Parmi les objectifs de ce domaine, la recension des œuvres ayant trait au paysage dans les collections publiques régionales, une journée d’étude entre mai et octobre 2014, un colloque international transdisciplinaire en 2015.

Domaine 4.  « Experts » et acteurs du territoire (responsables : Th.

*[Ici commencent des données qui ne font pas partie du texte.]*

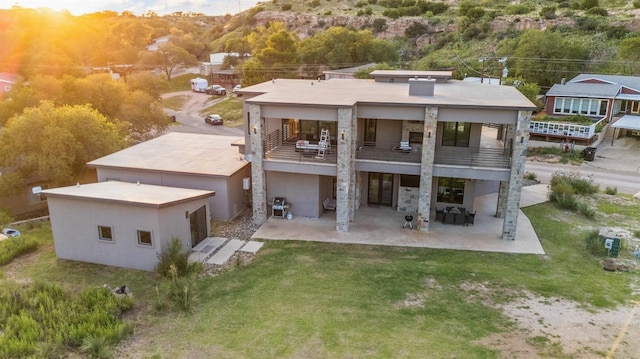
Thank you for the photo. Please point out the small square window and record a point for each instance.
(105, 233)
(144, 238)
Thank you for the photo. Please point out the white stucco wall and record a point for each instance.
(75, 230)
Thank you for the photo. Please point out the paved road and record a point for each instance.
(615, 165)
(190, 120)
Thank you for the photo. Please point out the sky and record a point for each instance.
(138, 7)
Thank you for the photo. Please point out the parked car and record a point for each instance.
(216, 90)
(214, 119)
(10, 232)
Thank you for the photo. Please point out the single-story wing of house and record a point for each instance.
(125, 224)
(185, 160)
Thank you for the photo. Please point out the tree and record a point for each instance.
(144, 115)
(279, 57)
(55, 143)
(167, 58)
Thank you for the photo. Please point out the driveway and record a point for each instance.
(189, 119)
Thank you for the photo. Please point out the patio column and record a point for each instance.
(518, 159)
(426, 168)
(353, 181)
(503, 189)
(258, 178)
(345, 195)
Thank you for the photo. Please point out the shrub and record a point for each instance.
(532, 176)
(379, 25)
(586, 210)
(594, 243)
(597, 11)
(518, 9)
(548, 12)
(16, 246)
(573, 179)
(175, 258)
(97, 347)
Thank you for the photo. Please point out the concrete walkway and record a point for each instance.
(383, 226)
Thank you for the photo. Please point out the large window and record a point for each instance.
(105, 233)
(370, 132)
(144, 238)
(451, 190)
(456, 134)
(580, 106)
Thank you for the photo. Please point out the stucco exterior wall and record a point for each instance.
(302, 192)
(75, 230)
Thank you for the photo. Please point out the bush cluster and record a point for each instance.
(178, 286)
(15, 246)
(594, 243)
(42, 320)
(566, 186)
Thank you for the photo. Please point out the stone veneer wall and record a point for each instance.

Allain, D. Bartement)

Tous les chercheurs du programme apporteront leur contribution à ce domaine.

Des individus émettent sur le territoire un discours qui se  présente comme celui d’un connaisseur, d’autres portent un simple témoignage qui pourra être utilisé, voire instrumentalisé, d’autres enfin interviennent en bâtissant, aménageant, par la conquête ou la colonisation, mais aussi par la commande publique, l’action culturelle, la production artistique. On étudiera les interactions entre ces personnages et le territoire de l’Antiquité à notre époque, dans le cadre d’échanges  ouverts à toutes les disciplines.

Partenariats :

– Université d’Avignon – Centre Norbert Elias (UMR 8562). Reconduction de la convention signée en 2012 avec CRISES pour permettre des actions communes cofinancées.

– Collaboration avec agronomes (IRD), paléoenvironnementalistes (UMR 5140), archéologues (LA3M, UMR 7298,  FRAMESPA UMR 5136, TRACES UMR 5608. Constitution d’un partenariat avec le Laboratorio de Storia Ambientale de l’Université de Gênes et le Professeur Diego Moreno, CTP Communauté de travail des Pyrénées, projet réseau avec Barcelone, Toulouse, Pau et Saragosse, en cours.

– Pérennisation de l’Ecole Internationale de Flaran en partenariat avec le FRAMESPA si CRISES soutient financièrement ce projet interdisciplinaire

– Institut  Protestant de Théologie de Montpellier (Gilles Vidal, Elian Cuvillier)

– Intégration au titre d’équipe de recherches de CRISES dans le Groupement d’Intérêt Scientifique d’Histoire maritime.

– Musée Fabre de Montpellier (M. Hilaire, O. Zeder, J. Farigoule, M. Lozin de Cantelmi)

– Médiathèque Emile Zola (G. Gudin de Vallerin)

– Bibliothèque Universitaire de médecine , fonds ancien(H. Lorblanchet)

– Fondation Hartung-Bergman , Fondation de France (C. Lamothe).

– Guillaume Faburel – Institut d’Urbanisme de Lyon

– Maison de l’Orient et de la Méditerranée, UMR HISOMA 5189 (Sylvie Blétry, chercheur associée).